Where we stand on the Poison Pipeline. At this point I am certain that the bureaucrats are now aware they face some extreme opposition to the project.
There was a report on channel nine news highlighting some of the issues. Channel 9 Report
Scott Boyd (Our county commissioner) I know is working hard with the city to find a resolution to the problem, but I have not heard from Scott since Saturday. My understanding is that County Mayor Jacobs is aware of the situation and is on our side, the problem is it is the city’s project not the county.
The local Audubon society is on our side and has been very helpful with providing information.
A 5-foot diameter pipe has the potential to deliver 6000 gallons of polluted water a minute into the lake. This would fill the average backyard swimming pool in 3 minutes.
We have had innumerable folks state they would volunteer to help prevent the poison pipeline. Many thanks.
Lucky has set up a meeting with Stumpy Harris to find out what our legal options are if there is not a quick satisfactory political resolution.
Valerie Weise spoke with Jim Hunt (the project manager) today. He told her that he was placing the project on pause to look at other options (Even though in their own bulletin they state that they have looked at numerous alternatives already). (The definition of pause is “a temporary stop”, which in bureaucracy-speak means at some point they plan to continue the project). She did not receive anything in writing and we don’t know how long a bureaucrat considers a pause. She asked him to contact Lucky, but he did not receive a call.
The Orlando sentinel is doing a story on the pipeline. They will have a photographer at the lake swim on Saturday morning. If you are planning on doing a swim at the lake this March make this Saturday your day so we can show support.
Lucky, you’re a decimal off on the calculations. A 60″ pipe can discharge about 140 cubic feet per second at a 0.2% slope. This converts to about 70,000 gallons per minute. This is from King and Brader, “Handbood of Hydraulics.”

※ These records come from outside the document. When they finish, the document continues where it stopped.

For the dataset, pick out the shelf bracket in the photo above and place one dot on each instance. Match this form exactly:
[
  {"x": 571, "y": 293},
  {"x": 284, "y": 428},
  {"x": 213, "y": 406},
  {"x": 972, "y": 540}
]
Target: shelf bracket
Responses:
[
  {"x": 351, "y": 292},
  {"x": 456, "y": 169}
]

Oops, I multiplied wrong. The correct flow for 140 cubic feet per second is only 62,832 gallons per minute. Please note though, this figure can vary widely depending on the slope of the pipe.
Do make sure to register to attend City Summit $10.00, breakfast/lunch included by Wednesday 13th March.
Show up at Session A 8:45 – 9:45, Session C 11:30 – 12:30, ‘Ask Your Mayor’ on Saturday 17th March.
Mayor Dyer hosts this event for US to discuss topics that impacts our quality of life.
Know exactly what we ASK Mayor Dyer to help him REALIZE Swimmers Matter to Orlando, just as much as the arts he loves, in constructive manner.
Lucky, I would recommend contacting SJRWMD. They have authority over city permits that cover stormwater management. The key is to get them involved before the damage is done.
Contacting the Water Management District is an excellent idea. But I believe that Lake Cane is in the South Florida Water Management District area rather than the St Johns. The maps that I found were of too small a scale to be ablolutely sure though.